The Decameron Project
Page 15
Then later she’d accused him of wanting to have sex with the girl, which was ridiculous, ri-dic-u-lous. It was she who’d imposed her body on him, and if he’d taken her, which, yes, he admitted he had, it was not a matter of want but senseless provocation.
His wife had shoved him and called him a pervert, which was, in its own way, verbal abuse.
Blackmail was like the prison system itself. There was just no getting out of it without a little blood. When a stranger sends a video to you anonymously and in that video you’re murdering your wife, well, there was nothing to do but meet the stranger’s demands.
To a point.

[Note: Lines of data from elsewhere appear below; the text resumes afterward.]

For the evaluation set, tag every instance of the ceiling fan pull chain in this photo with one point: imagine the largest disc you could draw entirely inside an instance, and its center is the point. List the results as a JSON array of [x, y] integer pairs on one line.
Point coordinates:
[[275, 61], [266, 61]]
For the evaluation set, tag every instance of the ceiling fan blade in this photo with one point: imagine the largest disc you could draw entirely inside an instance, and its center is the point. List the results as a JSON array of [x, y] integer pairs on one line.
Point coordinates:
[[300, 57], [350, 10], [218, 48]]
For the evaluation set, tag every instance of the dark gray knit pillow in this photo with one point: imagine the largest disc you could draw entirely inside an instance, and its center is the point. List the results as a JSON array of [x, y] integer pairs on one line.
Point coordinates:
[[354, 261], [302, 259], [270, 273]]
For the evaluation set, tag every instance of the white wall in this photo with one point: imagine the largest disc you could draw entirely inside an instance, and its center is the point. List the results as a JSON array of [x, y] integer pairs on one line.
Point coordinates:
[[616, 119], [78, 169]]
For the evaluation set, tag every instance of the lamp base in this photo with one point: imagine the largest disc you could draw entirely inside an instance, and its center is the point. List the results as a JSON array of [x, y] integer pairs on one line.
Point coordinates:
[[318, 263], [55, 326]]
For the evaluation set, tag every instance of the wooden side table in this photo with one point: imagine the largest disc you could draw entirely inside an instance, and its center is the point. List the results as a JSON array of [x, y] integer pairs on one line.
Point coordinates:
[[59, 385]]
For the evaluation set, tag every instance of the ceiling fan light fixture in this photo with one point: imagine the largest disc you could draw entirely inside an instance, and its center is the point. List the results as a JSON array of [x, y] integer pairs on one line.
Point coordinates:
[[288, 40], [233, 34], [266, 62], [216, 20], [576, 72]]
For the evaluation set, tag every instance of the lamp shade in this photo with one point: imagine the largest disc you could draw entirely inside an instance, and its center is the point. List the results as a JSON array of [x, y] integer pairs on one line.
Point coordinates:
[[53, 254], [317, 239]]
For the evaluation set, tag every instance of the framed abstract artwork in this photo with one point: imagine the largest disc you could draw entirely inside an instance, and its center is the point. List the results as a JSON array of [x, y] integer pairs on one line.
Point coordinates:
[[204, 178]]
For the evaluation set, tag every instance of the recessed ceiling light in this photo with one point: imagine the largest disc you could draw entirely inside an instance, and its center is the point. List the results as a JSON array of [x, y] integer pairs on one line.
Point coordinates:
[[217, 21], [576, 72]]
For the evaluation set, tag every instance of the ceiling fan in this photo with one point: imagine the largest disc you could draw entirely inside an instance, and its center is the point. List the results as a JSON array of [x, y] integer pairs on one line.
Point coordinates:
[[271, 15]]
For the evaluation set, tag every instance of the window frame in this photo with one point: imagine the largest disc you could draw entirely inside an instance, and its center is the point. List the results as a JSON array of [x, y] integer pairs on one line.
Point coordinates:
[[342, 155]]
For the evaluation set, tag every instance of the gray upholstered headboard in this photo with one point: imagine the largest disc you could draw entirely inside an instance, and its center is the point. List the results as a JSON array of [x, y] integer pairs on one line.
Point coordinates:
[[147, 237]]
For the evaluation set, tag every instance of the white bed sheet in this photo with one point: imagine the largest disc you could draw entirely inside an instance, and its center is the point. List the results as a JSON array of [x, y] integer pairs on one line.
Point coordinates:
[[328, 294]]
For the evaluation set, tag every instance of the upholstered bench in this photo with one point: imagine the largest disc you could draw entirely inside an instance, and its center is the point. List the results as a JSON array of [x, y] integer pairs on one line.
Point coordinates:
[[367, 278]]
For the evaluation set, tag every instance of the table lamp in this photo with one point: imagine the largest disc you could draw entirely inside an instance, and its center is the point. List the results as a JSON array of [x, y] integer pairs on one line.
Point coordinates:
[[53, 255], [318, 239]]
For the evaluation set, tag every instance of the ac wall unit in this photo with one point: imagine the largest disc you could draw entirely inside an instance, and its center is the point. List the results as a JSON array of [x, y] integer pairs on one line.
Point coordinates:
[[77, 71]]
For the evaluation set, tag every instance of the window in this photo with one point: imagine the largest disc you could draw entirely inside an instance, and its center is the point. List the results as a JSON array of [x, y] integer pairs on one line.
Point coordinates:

Warden Pierce would orchestrate Rochelle Hayes’s escape, but he would follow her until the blackmailer was revealed and end it himself.
* * *
Jerry set the table with Kool-Aid, salmon croquettes, instant mashed potatoes, green beans, and crescent rolls. “Well, look at this,” Aint Rita said.
“I froze extra, too.”
“You been cooking up a storm these last few weeks. The chest freezer out back is gonna burst. The virus got you all scared?” Aint Rita asked.
Jerry got the roll of paper towels and set it at the center of the table. “I’m not scared. Jehovah provides for the faithful. Days of peace are coming,” she said.
“Amen to that. Will you do the blessing tonight, or shall I?”
Jerry sat across from her great-aunt for the last meal they’d share together. “I’ll do it,” she said. Aint Rita’s prayers tended to drag. “Jehovah, we thank you for the bounty before us, and we ask that you bless it to the nourishment of our bodies. In Jesus’s name we pray, amen.”
“Amen.”
Jerry had packed two portions of the evening’s meal in a cooler to bring with her tonight. It would be her mother’s first taste of real food in almost a decade. There were also nuts, fruit, bottled water, crackers, bread, and packs of seasoned tuna set aside. Stores were empty, but the Witness in Jerry meant that she always found herself prepared.
“You’re quiet tonight,” Aint Rita said.
Jerry spooned a second helping of mashed potatoes onto her plate. “Just thinking.”
“About?”
“The end of the world,” Jerry said, meaning the end of her life here with Aint Rita. “My mother said when I was born, I heralded in her own personal End of Days, but that that was good. She says I’m the reason she left Jehovah.”
Aint Rita’s cutlery clanked against her plate. “Shameful.”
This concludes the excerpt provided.